I'd like to take an increasing sequence of numbers (e.g. a series of times)
set.seed(41); d <- seq(1:100) + runif(100, 0, 1)
and if the difference between two sequential numbers is below a threshold, merge them into a single point by taking the mean value of the two and, then continue going through until the next time combining is necessary. I resorted to functions I usually avoid: while and ifelse to write a quick-and-dirty function, and it works but isn't fast. Can you solve this task 1) more efficiently and 2) without invoking a for or while loop. Is there some built-in function, perhaps with even more functionality, that is well-suited for such a task?

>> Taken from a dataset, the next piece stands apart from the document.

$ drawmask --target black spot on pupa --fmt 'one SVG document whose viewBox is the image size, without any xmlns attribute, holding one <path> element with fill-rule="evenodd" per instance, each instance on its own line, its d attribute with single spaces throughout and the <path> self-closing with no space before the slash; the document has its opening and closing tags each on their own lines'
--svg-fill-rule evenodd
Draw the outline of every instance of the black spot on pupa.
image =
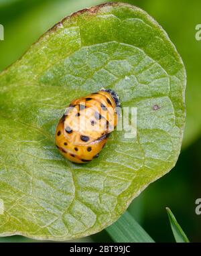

combine_points <- function(x, th=0.5)
{
i = 1 # start i at 1
while(min(diff(x)) < th) # initiate while loop
{
ifelse(x[i+1] - x[i] < th, # logical condition
x[i] <- x[i+1] <-
mean(c(x[i+1], x[i])), # assignment if TRUE
(x[i] <- x[i])) # assignment if FALSE
x <- sort(unique(x)) # get rid of the duplicated entry created when
# the ifelse statement was TRUE
# increment i or reset i to 1 if it gets too large
ifelse(i == length(x), i <- 1, i <- i+1 )
}
return(x)
}
newd <- combine_points(d)
th <- 0.5
which(diff(newd) < th)
integer(0)
Update to benchmarks of solutions so far.

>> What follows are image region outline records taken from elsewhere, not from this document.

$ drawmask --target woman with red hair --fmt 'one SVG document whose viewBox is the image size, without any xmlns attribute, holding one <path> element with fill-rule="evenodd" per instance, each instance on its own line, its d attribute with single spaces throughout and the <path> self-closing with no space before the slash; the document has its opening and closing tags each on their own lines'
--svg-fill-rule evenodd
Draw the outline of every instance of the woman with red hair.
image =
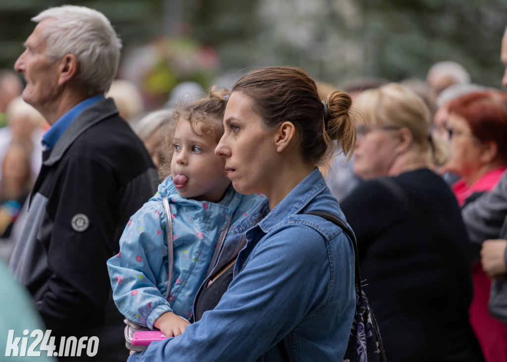
<svg viewBox="0 0 507 362">
<path fill-rule="evenodd" d="M 467 94 L 452 101 L 449 112 L 451 156 L 445 168 L 462 177 L 452 190 L 462 207 L 492 189 L 507 168 L 507 94 L 496 91 Z M 472 266 L 472 276 L 470 324 L 486 360 L 505 362 L 505 327 L 488 313 L 491 281 L 480 262 Z"/>
</svg>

I benchmarked with a larger sample vector, and the Rcpp solution suggested by #Roland is slower than my first while loop when the vector gets long. I made an improvement to the initial while loop, and made an Rcpp version of it, too. The benchmark results are below. Note that #flodel answer is not directly comparable because it is a fundamentally different approach to combining, but it is definitely very fast.

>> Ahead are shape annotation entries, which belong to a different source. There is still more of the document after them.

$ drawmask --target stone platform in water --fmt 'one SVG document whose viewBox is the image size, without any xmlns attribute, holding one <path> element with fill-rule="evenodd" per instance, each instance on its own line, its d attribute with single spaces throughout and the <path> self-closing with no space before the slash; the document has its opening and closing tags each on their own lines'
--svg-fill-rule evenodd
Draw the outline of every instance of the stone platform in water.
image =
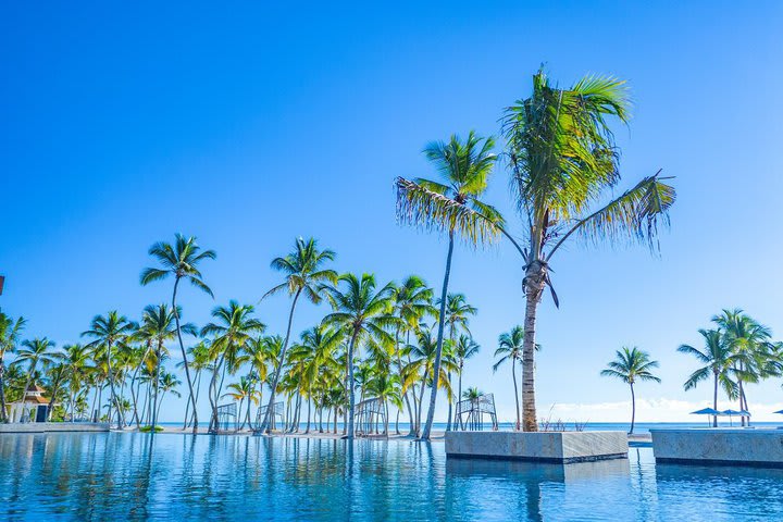
<svg viewBox="0 0 783 522">
<path fill-rule="evenodd" d="M 22 422 L 0 424 L 3 433 L 108 432 L 107 422 Z"/>
<path fill-rule="evenodd" d="M 783 430 L 650 430 L 657 462 L 783 468 Z"/>
<path fill-rule="evenodd" d="M 624 432 L 446 432 L 450 458 L 571 463 L 627 458 Z"/>
</svg>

set.seed(41); d <- seq(1:4000) + runif(4000, 0, 1)
library(microbenchmark)
microbenchmark(
combine_points.Frank(d,th=0.5),
combine_points.Frank2(d,th=0.5),
combine_points_Roland(d,th=0.5),
combine_points_Roland2(d,th=0.5))
Unit: milliseconds
expr min lq median uq max neval
combine_points.Frank(d, th = 0.5) 2115.6391 2154.5038 2174.5889 2193.8444 7884.1638 100
combine_points.Frank2(d, th = 0.5) 1298.2923 1323.2214 1341.5357 1357.4260 15538.0872 100
combine_points_Roland(d, th = 0.5) 2497.9106 2506.5960 2512.3591 2519.0036 2573.2854 100
combine_points_Roland2(d, th = 0.5) 494.8406 497.3613 498.2347 499.8777 544.9743 100
This is a considerable improvement over my first attempt, and the following is an Rcpp version, which is the fastest, so far:
combine_points.Frank2 <- function(x, th=0.5)
{
i = 1
while(min(diff(x)) < th)
{
if(x[i+1] - x[i] >= th){
i <- i + 1}
else {
x[i] <- x[i+1] <-
mean(c(x[i+1], x[i]));x <- unique(x); i <- i }
}
return(x)
}
Rcpp version
cppFunction('
NumericVector combine_points_Roland2(NumericVector x, double th) {
int i=0;
while(min(diff(x)) < th)
{
if ((x[i+1] - x[i]) >= th)
{
i = i + 1;
}
else{
x[i] = (x[i+1] + x[i])/2;
x[i+1] = x[i];
x = sort_unique(x);
i = i;
}
}
return x;
}
')

Here is something faster. It avoids resizing/copying x in the loop.
#include <Rcpp.h>
using namespace Rcpp;
// [[Rcpp::export]]
NumericVector combine_points_Roland3(NumericVector x, double th) {
int i=0, j;
int n(x.size());
while(i < n-1)
{
if ((x[i+1] - x[i]) >= th)
{
i = i + 1;
}
else{
x[i] = (x[i+1] + x[i])/2;
n = n-1;
for (j=i+1; j<n; j++)
{
x[j]=x[j+1];
}
}
}
NumericVector y(n);
for (i = 0; i < n; i++) {
y[i] = x[i];
}
return y;
}
An R implementation of the same algorithm:
combine_points_Roland3R <- function(x, th) {
i <- 1
n <- length(x)
while(i < n) {
if ((x[i+1] - x[i]) >= th) {
i <- i + 1;
} else {
x[i] <- (x[i+1] + x[i])/2
n <- n-1
x[(i+1):n] <- x[(i+2):(n+1)]
}
}
x[1:n]
}
set.seed(41); d <- seq(1:4000) + runif(4000, 0, 1)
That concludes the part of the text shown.